N.J. State Epidemiologist Dr. Tina Tan spoke to School Leader in mid-February about the flu in New Jersey; how schools can help combat it; and the importance of the vaccine.

Q. New Jersey has been affected by the flu. Two young girls are known to have died, a 4-year-old and a 6-year-old. Can you quantify how severe the flu has been this season? Typically, when does it abate?

We still are seeing high levels of flu activity throughout the state. It’s widespread in the northeast, central, south. The flu is unpredictable. Usually it’s from October to May, but the state Department of Health monitors the flu all year round. Sometimes we can detect new flu strains, after the season. If anyone has questions, you can see our surveillance reports, updated every Wednesday during the season. (Reports may be found at http://nj.gov/health/cd/statistics/flu-stats/.)

Q. Can you briefly describe the symptoms? Are there emergency warning signs, when someone needs immediate medical attention?

The flu usually presents differently from a bad cold. Flu symptoms include fever, cough, sore throat, runny nose, tiredness, body aches, headaches, and can include nausea and vomiting, usually among younger kids. Any time people are concerned about their health they should contact their health care provider, but things to consider include difficulty breathing; pain or pressure in the chest; sudden dizziness or confusion; severe vomiting. For kids, a bluish tinge to the skin, or if they’re not able to keep themselves hydrated.
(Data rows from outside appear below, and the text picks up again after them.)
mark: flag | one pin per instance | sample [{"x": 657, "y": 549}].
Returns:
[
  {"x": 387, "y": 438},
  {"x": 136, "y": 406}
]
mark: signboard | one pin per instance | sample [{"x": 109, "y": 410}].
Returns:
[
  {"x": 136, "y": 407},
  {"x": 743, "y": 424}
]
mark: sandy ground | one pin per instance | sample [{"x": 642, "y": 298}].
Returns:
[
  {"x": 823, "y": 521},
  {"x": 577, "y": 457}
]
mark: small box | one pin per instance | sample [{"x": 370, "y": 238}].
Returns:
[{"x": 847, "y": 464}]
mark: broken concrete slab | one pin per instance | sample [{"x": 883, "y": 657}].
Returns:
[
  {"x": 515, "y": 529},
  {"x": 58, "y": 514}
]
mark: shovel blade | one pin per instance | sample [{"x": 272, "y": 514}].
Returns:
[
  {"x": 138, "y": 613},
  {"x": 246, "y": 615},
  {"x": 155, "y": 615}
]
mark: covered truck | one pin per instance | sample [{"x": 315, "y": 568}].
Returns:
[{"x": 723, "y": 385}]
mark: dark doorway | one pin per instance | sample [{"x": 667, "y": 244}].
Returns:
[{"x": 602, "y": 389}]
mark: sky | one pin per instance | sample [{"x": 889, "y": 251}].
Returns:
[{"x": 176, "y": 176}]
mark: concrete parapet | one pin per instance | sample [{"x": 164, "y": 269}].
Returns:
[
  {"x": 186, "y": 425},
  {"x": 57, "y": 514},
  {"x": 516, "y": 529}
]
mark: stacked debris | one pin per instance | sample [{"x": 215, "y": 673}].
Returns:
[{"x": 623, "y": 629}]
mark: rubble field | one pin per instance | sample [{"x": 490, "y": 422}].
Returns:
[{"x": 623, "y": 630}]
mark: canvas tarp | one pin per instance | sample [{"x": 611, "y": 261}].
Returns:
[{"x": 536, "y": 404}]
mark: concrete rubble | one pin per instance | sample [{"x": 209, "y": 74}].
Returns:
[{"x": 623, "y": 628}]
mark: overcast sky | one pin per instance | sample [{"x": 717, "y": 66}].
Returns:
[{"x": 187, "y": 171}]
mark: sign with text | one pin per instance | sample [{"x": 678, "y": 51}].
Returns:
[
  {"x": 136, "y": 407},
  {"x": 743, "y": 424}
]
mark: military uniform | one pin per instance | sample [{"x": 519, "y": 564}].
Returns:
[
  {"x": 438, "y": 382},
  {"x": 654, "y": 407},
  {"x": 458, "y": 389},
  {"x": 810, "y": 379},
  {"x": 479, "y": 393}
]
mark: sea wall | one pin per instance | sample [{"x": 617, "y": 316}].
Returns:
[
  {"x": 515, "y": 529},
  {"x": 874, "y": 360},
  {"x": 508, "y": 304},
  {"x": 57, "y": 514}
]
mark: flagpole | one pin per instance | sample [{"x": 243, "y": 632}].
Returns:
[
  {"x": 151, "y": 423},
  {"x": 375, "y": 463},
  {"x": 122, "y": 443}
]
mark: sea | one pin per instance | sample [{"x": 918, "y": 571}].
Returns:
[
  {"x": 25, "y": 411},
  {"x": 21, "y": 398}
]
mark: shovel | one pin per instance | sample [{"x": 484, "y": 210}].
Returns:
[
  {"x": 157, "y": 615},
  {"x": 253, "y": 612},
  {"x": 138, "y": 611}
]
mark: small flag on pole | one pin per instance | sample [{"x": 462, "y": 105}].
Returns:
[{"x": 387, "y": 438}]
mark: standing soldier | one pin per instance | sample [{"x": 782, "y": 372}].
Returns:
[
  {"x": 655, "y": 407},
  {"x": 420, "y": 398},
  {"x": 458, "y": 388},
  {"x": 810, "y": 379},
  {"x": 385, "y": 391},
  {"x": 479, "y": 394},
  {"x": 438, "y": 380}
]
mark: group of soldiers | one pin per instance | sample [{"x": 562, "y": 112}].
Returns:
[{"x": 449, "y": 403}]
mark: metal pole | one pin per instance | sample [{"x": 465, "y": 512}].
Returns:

Q. Do schools need to report flu outbreaks? How many have been reported?

Schools are required to report outbreaks to local health departments, and local health departments will work with the state health department as needed. There have been 22 outbreaks of influenza-like illness reported by schools or universities so far this flu season, compared to 35 last year; two in 2015-2016; and 19 in 2014-2015.

(An outbreak, according to DOH, is an occurrence of disease greater than would otherwise be expected at a particular time and place. Examples of an outbreak reported by a school or university might include several students who exhibit similar symptoms, who are in the same classroom or same wing of a facility, or who attended a common event; or an increase in school absences, with many parents reporting similar symptoms as the reason for absence. A state official said it’s possible not all outbreaks are reported.)

Q. The advice from DOH says to prevent transmission of flu, people should cover coughs and sneezes; avoid touching eyes, nose and mouth; wash hands frequently, especially after coughing or sneezing; and stay home if sick, especially with a fever. Are there other steps schools specifically should take?

Schools might want to review their sick policy for employees. We strongly encourage people to stay home when they’re sick. In terms of disinfection, think about the way flu is transmitted. It’s generally spread by droplets of spit generated when people cough. Usually soap and water are good for cleaning surfaces, or EPA-registered disinfection. Remind faculty to get the vaccine, be an example to the student body. Get the message out to parents, too.

Q. Are there any steps they can take now to protect for next year?

Same principles for next year. Strongly encourage vaccination among faculty. Look at sick leave and environmental cleaning policies. Preparedness.

Q. There were news reports that the flu vaccine was not effective this year. What does that mean? Should people still get the vaccine?

The main message is – people should still get the flu vaccine. The vaccine protects against three or four different types of flu. We’re seeing the emergence of other types of flu virus; the vaccine protects against that. What’s important to know is, the overall vaccine effectiveness is 36 percent, but the vaccine is even more effective among kids up to age eight; the effectiveness is 59 percent. You can prevent over half of the cases of flu among the children population. As long as the flu is circulating, it’s not too late to get the vaccine. It’s probably the most important intervention people can get.